2206 Ey geçmiş günahlarına tövbe etmeye kalkışan kişi, sen şu tövbe etmekten ne zaman tövbe edeceksin? 

2036 Gayb Alemi'nin ahvali, yalnız Hakk'ın has kullarına malumdur. Onlardan başkaları "Ölümden sonra dirilişten" şüphe ederler. 

2046 Peygamber Efendimiz buyurmuştur ki "Ey ashabım, ey benim dostlarım, sakın, ilkbahar serinliğinden ürkerek bedenlerinizi örtmeyiniz." 

2047 Çünkü ilkbahar rüzgârı, ağaçlara yaptığı tesiri bedenlerinize de, canlarınıza da yapar.

2048 Fakat son bahar soğuğundan kaçının, çünkü son bahar soğuğu, üzüm bağlarına yaptığını size de yapar. 

2051 Bu hadiste buyrulan, Son Bahar "NEFİSTİR", nefsin istediğidir. Akıl ile can da, ilkbaharın ta kendisidir, sonsuzluktur.

2052 Şu halde, hadisin manası şöyle yorumlanır. Velilerin pak temiz nefesi, bahar gibidir. Yaprakların, filizlenin hayatıdır. 

2227 Yardım etme, verme durumu, verme durumu müsait olan nice kişiler vardır ki, onların layık olmayanlara vermemeleri, vermelerinden daha hayırlıdır. Sende bu yüzden Allah'ın verdiği malı, ancak Allah'ın emrine göre harca. 

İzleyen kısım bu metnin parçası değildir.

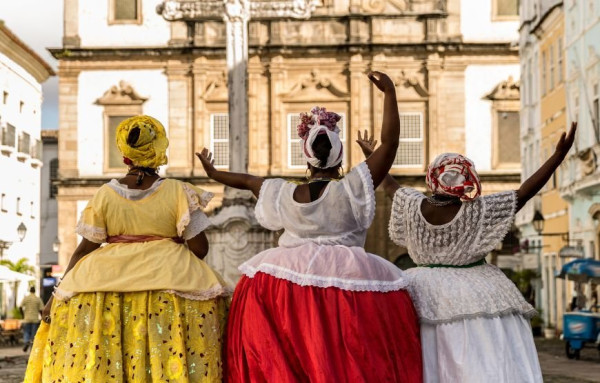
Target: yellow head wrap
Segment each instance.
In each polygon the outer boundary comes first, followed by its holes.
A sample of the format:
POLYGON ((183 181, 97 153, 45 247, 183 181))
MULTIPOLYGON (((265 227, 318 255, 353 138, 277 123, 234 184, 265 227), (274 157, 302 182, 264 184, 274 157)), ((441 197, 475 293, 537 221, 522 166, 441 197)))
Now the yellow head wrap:
POLYGON ((119 151, 129 158, 133 165, 156 169, 168 162, 169 139, 165 128, 157 119, 150 116, 130 117, 121 121, 116 136, 119 151), (128 144, 129 134, 135 128, 139 129, 139 137, 135 142, 128 144))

2239 Ekin ekenin ambarı boşalır ama bu işin iyiliği tarlada belli olur. 

2433 Hz. Peygamber (s.a.v.) buyurdu ki, "Kadın akıllı kişilere ve gönül ehline fazlasıyla galip olur." 

2434 Cahil kişilerde kadına galip gelirler. Çünkü onlar pek sert, pek kaba kişilerdir.

2437 Kadın sadece bir sevgili değildir, Kadın Hakk'ın ışığıdır, nurudur. Sanki o mahlûk değil de halıktır. 

2516 Salih kişinin ruhu afetlere uğramaz. Deve yaralanabilir, ölebilir fakat salihin özüne, ruhuna bir şey olmaz. 

2517 Böyle bir ruha sahip olanlara kimse üstün gelemez. Gelse bile. Sedefe kabuğa gelirde öze inciye gelemez. 

2520 İnsanı inciten kişinin, Allah'ı incittiğinden haberi yoktur. 0 bilmiyor ki, bu küpün suyu, Hakk ırmağının suyu ile birleşmiştir. 

2522 Sende bir velinin beden devesine kul köle kesil de, Salih Peygamberin ruhu ile kapı yoldaşı ol.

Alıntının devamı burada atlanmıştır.